Si legge sulla vecchia carta del «Figaro», datato 20 febbraio 1909, nell’inserzione a pagamento del miliardario Filippo Tommaso Marinetti: «Les plus âgés d’entre nous ont trente ans… i più anziani fra noi hanno trent’anni: ci rimane dunque almeno un decennio, per compier l’opera nostra. Quando avremo quarant’anni, altri uomini più giovani e più validi di noi ci gettino pure nel cestino, come manoscritti inutili – Noi lo desideriamo… Verranno contro di noi, i nostri successori; verranno di lontano, da ogni parte, danzando su la cadenza alata dei loro primi canti, protendendo dita adunche di predatori, e fiutando caninamente, alle porte delle accademie, il buon odore delle nostre menti in putrefazione, già promesse alle catacombe delle biblioteche…». Ma nelle catacombe delle biblioteche, alcuni custodi eccitati dalle antiche parole futuriste organizzano delle feste della putrefazione. Un festival lungo l’intero 2009 è previsto. Per carità, non raccontate a quei burocrati pacifisti, che espongono alle finestre le bandiere con i colori della teosofa Madame Blavatsky, che si emozionano per la pelle del nuovo e messianico presidente americano, che «l’arte non può essere che violenza, crudeltà e ingiustizia». Non sottolineate queste parole nel celebre Manifesto, rovinereste loro le celebrazioni del Futurismo appena inaugurate.
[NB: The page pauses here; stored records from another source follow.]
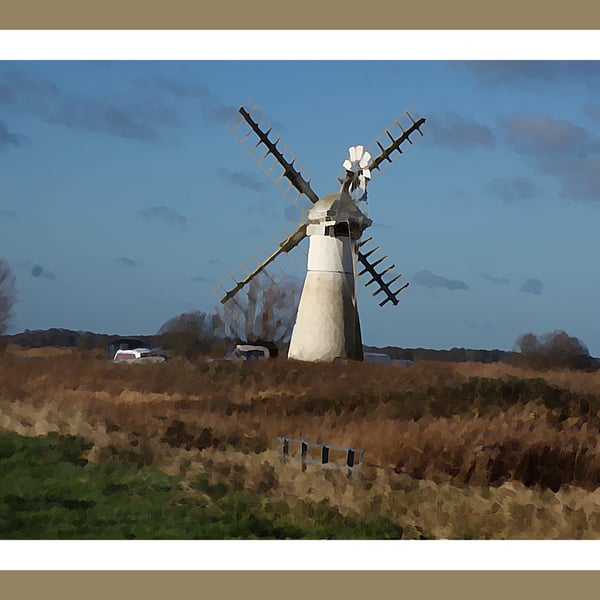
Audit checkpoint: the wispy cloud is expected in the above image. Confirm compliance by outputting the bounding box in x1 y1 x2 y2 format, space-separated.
464 60 600 89
29 264 56 280
0 69 62 113
503 115 600 202
501 114 600 159
0 120 28 150
485 177 540 203
480 273 510 285
115 256 142 268
47 97 177 141
427 112 496 150
137 206 189 229
217 168 264 192
0 71 181 142
411 270 469 290
519 277 544 296
157 77 236 124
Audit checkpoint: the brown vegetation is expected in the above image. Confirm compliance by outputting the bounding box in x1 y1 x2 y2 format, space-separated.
0 348 600 538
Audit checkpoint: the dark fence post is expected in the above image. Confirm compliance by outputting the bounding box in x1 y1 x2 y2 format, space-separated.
301 442 308 471
346 448 354 479
281 438 290 463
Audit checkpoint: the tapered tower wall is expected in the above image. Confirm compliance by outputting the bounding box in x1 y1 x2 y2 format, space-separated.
288 230 363 362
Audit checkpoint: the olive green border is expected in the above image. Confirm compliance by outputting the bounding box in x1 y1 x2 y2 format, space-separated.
0 0 600 29
0 571 600 600
0 0 600 600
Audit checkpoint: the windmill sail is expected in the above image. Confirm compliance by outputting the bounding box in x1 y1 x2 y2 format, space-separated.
358 238 409 306
228 105 319 204
220 223 306 304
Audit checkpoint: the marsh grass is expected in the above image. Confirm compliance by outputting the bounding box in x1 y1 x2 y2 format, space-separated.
0 348 600 539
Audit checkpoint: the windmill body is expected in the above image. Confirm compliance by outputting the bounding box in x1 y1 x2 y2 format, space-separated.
221 105 425 362
288 180 371 362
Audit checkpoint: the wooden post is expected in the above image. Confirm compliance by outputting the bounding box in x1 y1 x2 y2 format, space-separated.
301 442 308 471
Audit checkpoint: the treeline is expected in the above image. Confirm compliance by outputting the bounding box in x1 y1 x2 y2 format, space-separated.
0 328 600 371
365 346 518 363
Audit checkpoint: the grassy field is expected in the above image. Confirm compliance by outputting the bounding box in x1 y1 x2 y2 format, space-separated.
0 348 600 539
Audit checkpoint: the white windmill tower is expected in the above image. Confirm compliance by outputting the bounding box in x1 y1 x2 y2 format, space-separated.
221 106 425 362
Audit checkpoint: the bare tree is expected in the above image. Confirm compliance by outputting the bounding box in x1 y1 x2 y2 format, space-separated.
220 273 300 344
515 330 594 369
158 311 225 358
0 258 16 335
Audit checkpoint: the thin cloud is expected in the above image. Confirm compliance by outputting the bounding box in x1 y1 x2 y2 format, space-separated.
480 273 510 285
519 277 544 296
47 97 177 142
501 114 600 159
0 72 181 142
0 71 62 113
137 206 189 229
115 256 142 268
157 77 236 124
542 156 600 202
464 319 495 331
427 112 496 150
217 168 264 192
29 264 56 280
485 177 540 204
411 270 469 290
0 120 28 150
503 115 600 202
464 60 600 89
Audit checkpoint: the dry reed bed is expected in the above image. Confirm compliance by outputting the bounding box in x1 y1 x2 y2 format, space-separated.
5 351 600 539
0 351 600 491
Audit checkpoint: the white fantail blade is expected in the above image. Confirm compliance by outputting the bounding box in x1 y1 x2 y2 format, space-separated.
358 152 371 169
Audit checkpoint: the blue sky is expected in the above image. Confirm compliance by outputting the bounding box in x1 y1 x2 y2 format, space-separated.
0 60 600 355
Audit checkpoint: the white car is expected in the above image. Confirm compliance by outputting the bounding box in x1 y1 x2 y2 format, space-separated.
113 348 166 363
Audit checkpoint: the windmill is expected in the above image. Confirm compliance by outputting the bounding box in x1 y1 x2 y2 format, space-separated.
221 105 425 362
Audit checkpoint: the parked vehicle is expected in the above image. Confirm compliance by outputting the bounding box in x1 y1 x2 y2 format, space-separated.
113 348 167 363
206 344 272 363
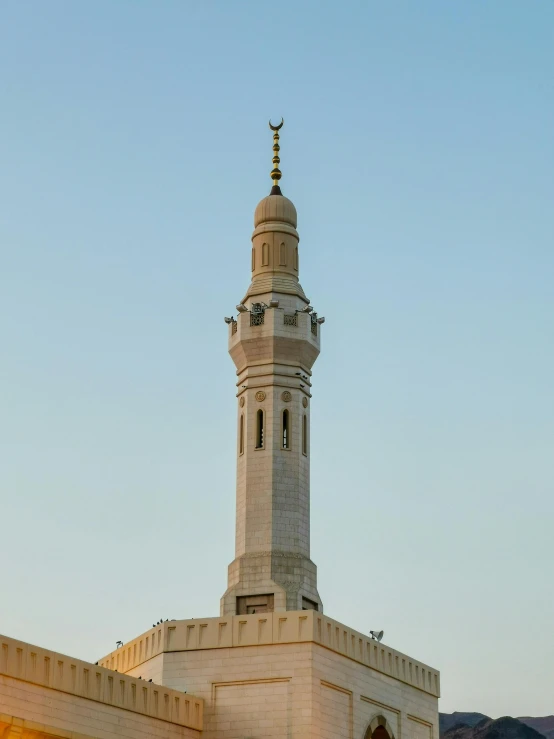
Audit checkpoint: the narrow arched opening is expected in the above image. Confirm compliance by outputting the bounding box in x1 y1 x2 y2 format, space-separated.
364 714 395 739
256 408 264 449
281 408 290 449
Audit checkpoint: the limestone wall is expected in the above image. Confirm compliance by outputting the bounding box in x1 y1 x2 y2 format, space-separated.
100 611 440 698
0 636 203 739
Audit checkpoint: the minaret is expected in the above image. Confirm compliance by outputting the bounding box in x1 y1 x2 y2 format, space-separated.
221 120 323 615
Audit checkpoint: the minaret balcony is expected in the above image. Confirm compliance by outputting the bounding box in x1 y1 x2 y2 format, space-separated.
225 306 321 373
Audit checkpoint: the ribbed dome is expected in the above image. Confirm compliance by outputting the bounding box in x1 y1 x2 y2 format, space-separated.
254 195 297 228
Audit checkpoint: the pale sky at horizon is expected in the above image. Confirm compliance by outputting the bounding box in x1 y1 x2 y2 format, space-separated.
0 0 554 717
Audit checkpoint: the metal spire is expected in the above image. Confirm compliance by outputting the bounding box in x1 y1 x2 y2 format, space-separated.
269 118 285 195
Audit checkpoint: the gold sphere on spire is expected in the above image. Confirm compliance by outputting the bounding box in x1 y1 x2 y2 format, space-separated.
269 118 285 195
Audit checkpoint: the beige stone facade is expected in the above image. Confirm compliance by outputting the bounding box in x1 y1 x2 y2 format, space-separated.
100 610 440 739
0 124 440 739
0 636 204 739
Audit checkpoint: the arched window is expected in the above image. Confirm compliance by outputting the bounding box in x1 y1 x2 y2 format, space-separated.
256 409 264 449
262 244 269 267
281 409 290 449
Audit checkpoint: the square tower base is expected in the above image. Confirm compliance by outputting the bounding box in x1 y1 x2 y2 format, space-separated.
100 611 440 739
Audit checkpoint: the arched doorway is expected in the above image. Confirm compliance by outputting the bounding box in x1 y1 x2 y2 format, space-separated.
364 714 395 739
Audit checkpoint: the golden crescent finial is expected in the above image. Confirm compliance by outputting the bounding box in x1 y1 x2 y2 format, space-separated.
269 118 285 195
269 118 285 131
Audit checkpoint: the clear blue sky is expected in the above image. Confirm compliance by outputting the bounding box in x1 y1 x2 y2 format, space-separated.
0 0 554 716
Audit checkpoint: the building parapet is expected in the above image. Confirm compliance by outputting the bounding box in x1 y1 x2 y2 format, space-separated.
99 611 440 697
0 635 204 731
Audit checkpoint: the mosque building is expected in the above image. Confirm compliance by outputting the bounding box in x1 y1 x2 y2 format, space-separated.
0 121 440 739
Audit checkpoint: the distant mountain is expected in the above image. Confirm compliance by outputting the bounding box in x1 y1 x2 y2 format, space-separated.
439 711 554 739
443 716 544 739
519 716 554 739
439 711 490 736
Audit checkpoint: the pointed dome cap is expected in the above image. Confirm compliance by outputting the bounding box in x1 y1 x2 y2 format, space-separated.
254 195 298 228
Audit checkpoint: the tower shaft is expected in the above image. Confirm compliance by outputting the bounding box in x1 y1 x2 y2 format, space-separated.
221 130 322 615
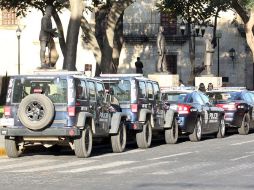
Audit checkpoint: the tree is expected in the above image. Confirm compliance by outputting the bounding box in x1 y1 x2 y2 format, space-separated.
0 0 66 60
81 0 133 75
157 0 229 85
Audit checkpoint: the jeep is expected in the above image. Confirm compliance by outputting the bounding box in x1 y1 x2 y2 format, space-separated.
0 72 128 158
99 74 178 148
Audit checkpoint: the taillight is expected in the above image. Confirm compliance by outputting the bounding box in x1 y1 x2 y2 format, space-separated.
177 104 191 114
131 104 138 112
68 106 75 116
216 103 238 111
4 106 11 116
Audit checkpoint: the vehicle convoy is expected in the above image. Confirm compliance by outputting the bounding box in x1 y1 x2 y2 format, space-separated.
0 72 128 157
207 87 254 135
162 88 225 142
100 74 178 148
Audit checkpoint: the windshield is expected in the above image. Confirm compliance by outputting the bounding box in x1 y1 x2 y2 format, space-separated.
163 93 186 103
104 80 131 102
12 78 67 103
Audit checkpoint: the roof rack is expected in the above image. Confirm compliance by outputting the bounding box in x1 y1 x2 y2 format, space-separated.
100 74 144 77
161 86 196 91
34 69 85 76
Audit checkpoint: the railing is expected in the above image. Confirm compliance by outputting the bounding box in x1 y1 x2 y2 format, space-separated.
123 23 187 43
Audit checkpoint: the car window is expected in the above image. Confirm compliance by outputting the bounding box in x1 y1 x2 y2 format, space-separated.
138 81 146 98
199 93 210 104
12 78 67 103
147 82 153 99
75 79 87 100
88 81 96 101
104 80 131 102
192 93 204 105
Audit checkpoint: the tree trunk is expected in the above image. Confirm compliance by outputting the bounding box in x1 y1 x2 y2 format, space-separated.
52 9 66 57
63 0 84 71
81 17 102 76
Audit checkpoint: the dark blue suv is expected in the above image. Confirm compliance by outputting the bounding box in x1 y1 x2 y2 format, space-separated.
100 74 178 148
0 72 128 157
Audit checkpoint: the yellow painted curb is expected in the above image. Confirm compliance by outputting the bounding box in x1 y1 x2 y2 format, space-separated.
0 148 6 156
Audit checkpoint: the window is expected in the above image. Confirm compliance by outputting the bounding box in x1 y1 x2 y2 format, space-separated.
88 81 96 101
160 12 177 35
1 10 17 26
138 81 146 98
147 82 153 99
153 83 160 100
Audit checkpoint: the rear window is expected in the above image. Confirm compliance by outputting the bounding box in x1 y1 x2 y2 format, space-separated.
12 78 67 103
104 80 131 102
163 93 186 103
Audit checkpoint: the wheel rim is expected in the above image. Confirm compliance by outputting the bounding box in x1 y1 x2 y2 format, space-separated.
25 101 45 121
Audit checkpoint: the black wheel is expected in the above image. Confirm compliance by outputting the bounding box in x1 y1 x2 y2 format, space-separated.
165 118 178 144
136 120 152 148
74 125 93 158
238 113 250 135
189 118 202 142
217 118 226 138
18 94 54 130
5 137 21 158
111 122 126 153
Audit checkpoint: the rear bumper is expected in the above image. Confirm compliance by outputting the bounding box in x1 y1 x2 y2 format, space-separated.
0 127 80 137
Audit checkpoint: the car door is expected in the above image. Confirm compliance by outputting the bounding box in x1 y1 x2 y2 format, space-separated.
193 92 210 133
199 93 219 132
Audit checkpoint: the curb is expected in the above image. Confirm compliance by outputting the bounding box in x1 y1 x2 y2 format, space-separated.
0 147 6 156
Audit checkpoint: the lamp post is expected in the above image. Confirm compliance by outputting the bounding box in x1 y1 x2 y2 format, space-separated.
216 31 222 77
180 21 206 85
16 26 22 74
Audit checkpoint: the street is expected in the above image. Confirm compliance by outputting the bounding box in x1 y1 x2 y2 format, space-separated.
0 133 254 190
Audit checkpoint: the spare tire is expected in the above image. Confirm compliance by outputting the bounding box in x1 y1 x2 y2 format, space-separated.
18 94 55 130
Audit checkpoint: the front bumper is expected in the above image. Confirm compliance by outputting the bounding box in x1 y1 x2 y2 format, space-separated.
0 127 80 137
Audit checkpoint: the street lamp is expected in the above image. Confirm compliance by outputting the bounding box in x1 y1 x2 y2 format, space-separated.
216 31 222 77
16 26 22 74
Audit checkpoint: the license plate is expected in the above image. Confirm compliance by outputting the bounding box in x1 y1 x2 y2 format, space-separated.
0 118 14 126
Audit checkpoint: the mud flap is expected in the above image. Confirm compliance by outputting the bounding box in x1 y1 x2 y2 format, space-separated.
164 109 176 129
109 112 127 134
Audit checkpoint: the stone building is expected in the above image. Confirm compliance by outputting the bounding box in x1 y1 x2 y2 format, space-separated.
0 0 253 89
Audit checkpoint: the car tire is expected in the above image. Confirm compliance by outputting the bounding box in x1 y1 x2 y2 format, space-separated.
165 118 178 144
5 136 21 158
111 122 127 153
238 113 250 135
217 118 226 138
189 118 202 142
74 125 93 158
136 120 152 149
18 94 55 130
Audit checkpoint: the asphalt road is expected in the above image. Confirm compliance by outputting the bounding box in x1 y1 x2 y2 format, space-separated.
0 133 254 190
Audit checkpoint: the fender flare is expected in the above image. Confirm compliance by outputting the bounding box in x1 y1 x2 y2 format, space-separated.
109 112 128 135
76 112 95 133
164 109 177 129
138 109 154 127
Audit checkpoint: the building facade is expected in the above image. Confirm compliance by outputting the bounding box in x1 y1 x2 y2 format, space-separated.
0 0 253 89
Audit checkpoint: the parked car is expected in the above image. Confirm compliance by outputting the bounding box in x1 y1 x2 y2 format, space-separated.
162 88 225 142
100 74 178 148
207 87 254 135
0 72 128 157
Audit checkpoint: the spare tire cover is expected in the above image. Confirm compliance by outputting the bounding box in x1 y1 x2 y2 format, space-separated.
18 94 55 130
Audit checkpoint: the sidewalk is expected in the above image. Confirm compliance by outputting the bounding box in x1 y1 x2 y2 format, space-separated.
0 127 6 156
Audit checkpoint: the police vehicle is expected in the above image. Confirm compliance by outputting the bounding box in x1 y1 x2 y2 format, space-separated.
207 87 254 135
100 74 178 148
162 88 225 142
0 71 128 157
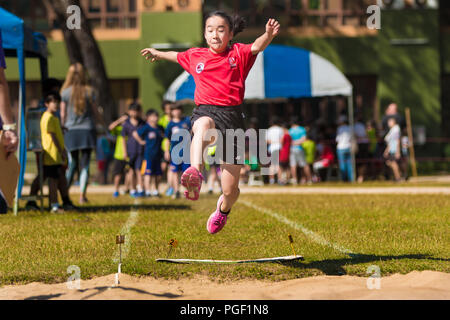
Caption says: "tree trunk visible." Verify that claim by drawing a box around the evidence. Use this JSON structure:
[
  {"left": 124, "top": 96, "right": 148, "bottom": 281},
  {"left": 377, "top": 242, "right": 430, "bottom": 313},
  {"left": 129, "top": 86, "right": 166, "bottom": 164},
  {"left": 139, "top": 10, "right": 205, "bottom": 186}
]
[{"left": 45, "top": 0, "right": 117, "bottom": 123}]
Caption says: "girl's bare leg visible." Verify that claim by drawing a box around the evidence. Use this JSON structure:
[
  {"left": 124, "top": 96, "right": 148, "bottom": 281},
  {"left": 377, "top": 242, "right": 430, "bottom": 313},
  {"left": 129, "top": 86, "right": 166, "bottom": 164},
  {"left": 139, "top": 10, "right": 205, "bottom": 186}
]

Più onesto degli altri avanguardisti, più divertito, più incredulo, Marinetti metteva un limite alla ricreazione del mondo. I noiosissimi suoi colleghi nelle confraternite neofile, forse perché meno dotati economicamente, cercavano di cavarne una ragione sociale; Mondrian, seguace dello spiritismo, credeva trattarsi addirittura di uno sforzo etico piuttosto che di talento. A distanza di un secolo, enorme lasso di tempo nel velocismo futurista, dei paradossali discepoli la fanno lunga, officiano quel culto dell’istante come fosse una religione eterna, agitano le pagine ingiallite del «Figaro» e le lettere e i disegnini d’occasione come reliquie, trasformano gli studi e le case di quegli allegri agitatori in santuari, portano le scolaresche a venerarle, erudiscono i vecchi sulle provocazioni di cento anni fa quasi fosse materia della scuola dell’obbligo.
Lui declamò in quel remotissimo 1909: «Noi vogliamo liberare l’Italia dai musei che la ricoprono tutta». Oggi l’intera Europa è tutto un museo, questo anzi il suo spettacolo più terrificante, soltanto che il museo, nella versione contemporanea, oltre a mantenere i caratteri tombali e quelli burocratici di catalogazione, datazione, schede, restauri, acquisti, eredità, impiegati con i timbri in mano, signore con due cognomi e poca fantasia in ruoli dirigenti, convegni, tavole rotonde e altri fastidi del genere, manca adesso proprio del contenuto che gli dava senso: l’arte bella, le forme decisive; si limita perciò a conservare dell’effimero in naftalina, dei feti e teschi senza il rispetto che ancora li avvolgeva nei gabinetti anatomici, delle barzellette informi, dei risolini plastici. Un cimitero che sghignazza sottovoce, horror da B-movie. E una piccola folla di becchini, gente che non saprebbe pronunciare una battuta marinettiana ma che si muove felpata come funzionari ministeriali intorno a dementi che escogitano scope ritte dal suolo o rane crocefisse, con codazzo di gazzettieri devoti, a pronunciare tiritere accademiche in tono più grossolano, mafiette poco estetiche insomma nonostante la pretesa artistica, senza neppure lo stile nerboruto e popolaresco di quelle originarie prodotte da Cosa Nostra. Marinetti, al solo pensiero di esserne in parte responsabile, inventerà dal cielo – ne siamo certi – un’arma letale per disintegrare queste pubbliche istituzioni di robivecchi.